Not Fair

Can you see how this shot isn't fair? I seem to be holding all the aces, but two of them are diamonds! Madness. Even if I could play the hand I have one chip, my last chip. Not going to win much with that.

I have managed to fuck everything up royally with Debs. When she needed 'space' I needed 'space filling'. Whilst she wasn't looking for a relationship (on a relationship website) I was. I'm sure its a common misunderstanding. It's kind of like going into a shop to buy bread, but not really wanting to buy bread and then the baker getting REALLY fucked off because you've WASTED HIS TIME AND ENERGY.

I imagine that's what its like. I've had full confirmation today that she doesn't want a relationship, mainly because I wanted some sort of clarification on exactly what I did wrong, while she just wanted me to go away. Again a common misunderstanding I guess, she's managed to make me feel like some sort of emotional burglar who came in her house in the night and has had to be chased off. Although to be fair what actually happened was she invited me in, handed me all her emotional baggage and then started to chase me off. Odd scenario. I'll miss her though, the comfort of her texts and messages.

I won't miss having that deep fear of rejection though. Can't be rejected by nobody at all now can you. As the (great) Kris Kristofferson once sang: Freedom's just another word for nothing left to lose. I've had fuck all to lose emotionally for a loooooong time and yet somehow always seem to manage it.
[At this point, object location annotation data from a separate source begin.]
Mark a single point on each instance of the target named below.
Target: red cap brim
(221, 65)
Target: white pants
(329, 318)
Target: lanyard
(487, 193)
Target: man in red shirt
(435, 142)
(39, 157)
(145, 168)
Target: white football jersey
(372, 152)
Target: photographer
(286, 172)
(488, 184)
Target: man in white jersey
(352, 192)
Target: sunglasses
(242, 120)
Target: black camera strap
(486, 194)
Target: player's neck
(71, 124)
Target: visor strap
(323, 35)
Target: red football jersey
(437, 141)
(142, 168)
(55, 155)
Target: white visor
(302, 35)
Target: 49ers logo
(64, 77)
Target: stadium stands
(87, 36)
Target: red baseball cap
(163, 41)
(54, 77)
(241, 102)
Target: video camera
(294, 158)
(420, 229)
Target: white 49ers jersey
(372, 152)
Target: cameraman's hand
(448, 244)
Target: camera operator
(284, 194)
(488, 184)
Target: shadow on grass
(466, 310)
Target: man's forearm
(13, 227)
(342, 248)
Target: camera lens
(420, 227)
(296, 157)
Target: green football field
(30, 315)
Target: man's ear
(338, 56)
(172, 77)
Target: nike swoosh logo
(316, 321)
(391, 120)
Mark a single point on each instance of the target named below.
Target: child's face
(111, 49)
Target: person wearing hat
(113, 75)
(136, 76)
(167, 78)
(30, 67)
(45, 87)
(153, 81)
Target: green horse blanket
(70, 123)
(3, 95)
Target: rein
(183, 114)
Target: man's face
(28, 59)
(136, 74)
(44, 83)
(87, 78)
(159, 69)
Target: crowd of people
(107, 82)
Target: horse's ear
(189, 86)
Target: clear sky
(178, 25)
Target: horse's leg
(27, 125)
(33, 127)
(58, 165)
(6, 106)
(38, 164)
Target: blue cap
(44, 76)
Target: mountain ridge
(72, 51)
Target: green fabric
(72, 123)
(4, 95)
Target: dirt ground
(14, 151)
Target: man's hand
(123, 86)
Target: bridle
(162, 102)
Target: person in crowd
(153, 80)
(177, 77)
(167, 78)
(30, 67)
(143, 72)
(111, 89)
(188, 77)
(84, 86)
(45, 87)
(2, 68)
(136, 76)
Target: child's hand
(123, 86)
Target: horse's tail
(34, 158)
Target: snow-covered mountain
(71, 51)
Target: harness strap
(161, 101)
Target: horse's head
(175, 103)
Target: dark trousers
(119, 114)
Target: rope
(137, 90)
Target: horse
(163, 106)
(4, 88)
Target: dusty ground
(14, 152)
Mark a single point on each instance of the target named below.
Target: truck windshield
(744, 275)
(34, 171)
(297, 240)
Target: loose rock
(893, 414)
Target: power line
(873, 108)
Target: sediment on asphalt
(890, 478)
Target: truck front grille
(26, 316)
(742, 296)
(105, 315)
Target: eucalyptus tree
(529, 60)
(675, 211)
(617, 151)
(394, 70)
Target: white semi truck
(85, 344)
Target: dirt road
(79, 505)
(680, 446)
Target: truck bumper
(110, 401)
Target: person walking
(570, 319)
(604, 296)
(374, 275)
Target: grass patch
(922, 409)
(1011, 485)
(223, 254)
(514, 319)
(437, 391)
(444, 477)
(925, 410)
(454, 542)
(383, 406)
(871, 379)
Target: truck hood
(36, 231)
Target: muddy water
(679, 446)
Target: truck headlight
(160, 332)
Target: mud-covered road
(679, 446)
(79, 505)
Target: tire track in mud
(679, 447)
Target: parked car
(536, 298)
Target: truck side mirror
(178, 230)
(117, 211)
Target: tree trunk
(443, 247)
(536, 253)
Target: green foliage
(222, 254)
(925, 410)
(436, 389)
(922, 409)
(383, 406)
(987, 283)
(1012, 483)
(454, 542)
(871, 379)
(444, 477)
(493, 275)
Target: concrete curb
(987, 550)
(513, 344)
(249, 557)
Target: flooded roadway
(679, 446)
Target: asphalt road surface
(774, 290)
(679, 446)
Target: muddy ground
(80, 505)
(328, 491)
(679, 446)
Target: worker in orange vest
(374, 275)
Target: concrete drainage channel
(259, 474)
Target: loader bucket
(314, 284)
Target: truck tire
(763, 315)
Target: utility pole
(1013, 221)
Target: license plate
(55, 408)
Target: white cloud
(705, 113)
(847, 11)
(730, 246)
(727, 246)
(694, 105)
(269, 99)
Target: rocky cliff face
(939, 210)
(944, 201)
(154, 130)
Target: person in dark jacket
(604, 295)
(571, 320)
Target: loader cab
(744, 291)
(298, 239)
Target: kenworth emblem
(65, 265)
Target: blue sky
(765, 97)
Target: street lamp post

Quick message for the person who commented yesterday about me being an emu or something. Don't you think if I was going to top myself I'd probably have done it during my recent nervous breakdown, and not over some drink soaked 30 year old who doesn't know if she crapping or peeing half the time? The shot was symbolic, a metaphor for the once more disappearing love interest in my life. I suppose you think todays shot should be banned because I'm actually cheating at poker?

I'm very bitter.

Goodbye sunny skies, hello black.
Where you been misery? Welcome back.

ps: I'm actually genuinely gutted and do realise I've done all the things I do that frightens women off: Lots of texts, one single red rose, bought all the drinks, understood all her past problems, opened up 100%, all that sort of stuff. I know how you women hate that.